There are some gems within the IDW line. The anthology Tales from Vader‘s Castle is a playground where various artists could tell spooky stories centered around the Dark Lord’s domicile on Mustafar. Their Clone Wars: Battle Tales also offers a realm for fans of the animated adventures to continue their obsession with light, fluffy, palatable action. Not bad, but also, not great. Can Dark Horse do better?
The High Republic is Where It’s At
Mike Richardson seems like he wants to do what IDW has been doing, only faster and more expansive. Dark Horse has plans for an ongoing series as well as an anthology. Sprinkled between these two concepts will also be “one-shots and specials.” Maybe most significantly, Richardson says the company’s main focus is the High Republic.
Set 200 years before The Phantom Menace and 800 years after the Old Republic, the High Republic became a massive focus for Lucasfilm in 2018. While we have not seen it in live-action, this previously unexplored Star Wars era is already the focus of several prose novels and comic books from Marvel and IDW.

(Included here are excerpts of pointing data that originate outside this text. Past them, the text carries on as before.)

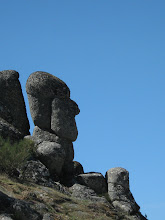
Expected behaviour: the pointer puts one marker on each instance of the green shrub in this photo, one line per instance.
(13, 156)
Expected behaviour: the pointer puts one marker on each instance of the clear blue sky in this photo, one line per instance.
(111, 53)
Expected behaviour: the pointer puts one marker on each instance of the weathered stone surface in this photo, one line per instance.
(53, 113)
(5, 217)
(40, 135)
(95, 181)
(63, 118)
(36, 172)
(119, 192)
(86, 193)
(52, 155)
(9, 131)
(12, 105)
(78, 168)
(50, 105)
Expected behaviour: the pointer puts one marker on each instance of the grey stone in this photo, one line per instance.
(40, 135)
(119, 192)
(12, 105)
(53, 113)
(85, 193)
(36, 172)
(63, 118)
(95, 181)
(50, 105)
(9, 131)
(5, 217)
(52, 155)
(48, 216)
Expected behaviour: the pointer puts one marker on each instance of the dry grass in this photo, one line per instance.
(61, 206)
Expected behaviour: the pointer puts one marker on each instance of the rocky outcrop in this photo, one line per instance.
(119, 191)
(95, 181)
(50, 105)
(51, 165)
(13, 118)
(53, 113)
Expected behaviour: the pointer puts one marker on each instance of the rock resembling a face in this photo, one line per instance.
(50, 105)
(63, 118)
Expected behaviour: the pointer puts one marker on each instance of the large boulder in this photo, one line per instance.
(85, 193)
(13, 117)
(95, 181)
(52, 155)
(53, 113)
(50, 105)
(119, 191)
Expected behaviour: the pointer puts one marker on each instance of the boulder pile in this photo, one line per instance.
(53, 114)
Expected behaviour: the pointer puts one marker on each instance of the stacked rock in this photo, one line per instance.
(14, 123)
(119, 191)
(53, 113)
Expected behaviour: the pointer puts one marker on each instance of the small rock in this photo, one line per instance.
(119, 192)
(85, 193)
(52, 155)
(95, 181)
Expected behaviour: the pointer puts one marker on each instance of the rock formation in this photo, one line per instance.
(119, 191)
(13, 119)
(53, 113)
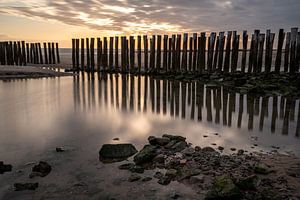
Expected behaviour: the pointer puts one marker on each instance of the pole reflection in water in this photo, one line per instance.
(185, 100)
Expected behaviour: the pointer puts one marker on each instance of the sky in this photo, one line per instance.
(61, 20)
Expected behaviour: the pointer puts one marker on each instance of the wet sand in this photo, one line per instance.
(12, 72)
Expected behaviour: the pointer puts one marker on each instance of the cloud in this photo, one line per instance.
(160, 16)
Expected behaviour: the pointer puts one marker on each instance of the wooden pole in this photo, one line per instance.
(184, 52)
(24, 53)
(227, 53)
(260, 51)
(145, 39)
(57, 53)
(294, 33)
(221, 50)
(76, 53)
(73, 53)
(53, 52)
(111, 52)
(117, 53)
(178, 53)
(190, 68)
(92, 53)
(195, 52)
(158, 56)
(50, 54)
(281, 36)
(40, 51)
(139, 48)
(244, 56)
(46, 55)
(287, 52)
(82, 54)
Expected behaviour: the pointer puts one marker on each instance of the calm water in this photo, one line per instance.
(86, 111)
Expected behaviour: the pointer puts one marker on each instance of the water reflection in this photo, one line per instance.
(192, 101)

These stories read radically fresh, unconcerned with the usual narrative hangups ignited by George Lucas and carried on by his torchbearers ever since. In the High Republic, the reader feels untethered from expectation. These stories are not building toward an Imperial rise or downfall. They’ve got their own thing going on.
The excitement around Dark Horse Comics is the confidence it brings to the material. The company knows, and we know, that it can kick butt with Star Wars comics. The IDW books are fun enough, but they feel second-tier to what Marvel is doing. Dark Horse has already proven itself many times over, not only with the Star Wars franchise but with young readers too. For decades, it was the home of Usagi Yojimbo. All-ages comics have never been better.
The All-Ages Gauntlet is Dropped
Thanks to its past work with Aliens, Predator, and Aliens vs. Predator, we tend to think of Dark Horse Comics as this hardcore publisher. When the ’90s were at their most extreme, Mike Richardson’s books were at their bloodiest, and teenagers squeed with delight. The Dark Empire comics were never as gnarly, but they did have a serious edge. The cloned Emperor (yep, take that, The Rise of Skywalker) was somehow more terrifying than his wrinkly, elder self.
Dark Horse’s Star Wars comics came with danger. And since The Phantom Menace and The Force Awakens were not even a dream at that point, readers thought Luke Skywalker could actually kick the bucket. Richardson’s crew had some fun threatening heroic murder.
The Dark Horse Comics all-ages line will not produce the same dread. That’s impossible for many reasons. However, the memory of what the company did in the ’90s injects glee into their future possibilities. The expanded universe is where you go to tread uncertain ground. The not-knowing is an addictive excitement, and the faith that Dark Horse will plunge its ’90s energy into the High Republic saga is tangible.
As a former keeper of the flame, Mike Richardson exudes a sense of competition. When some folks hear “all-ages,” they are compelled to dismiss the project as lesser. Richardson hopefully sees that as a challenge. He wants to beat Marvel at their game. He wants to reclaim Star Wars supremacy. And my 10-year-old self wants that for him too.
Dark Horse Comics will bring new all-ages Star Wars to racks in 2022.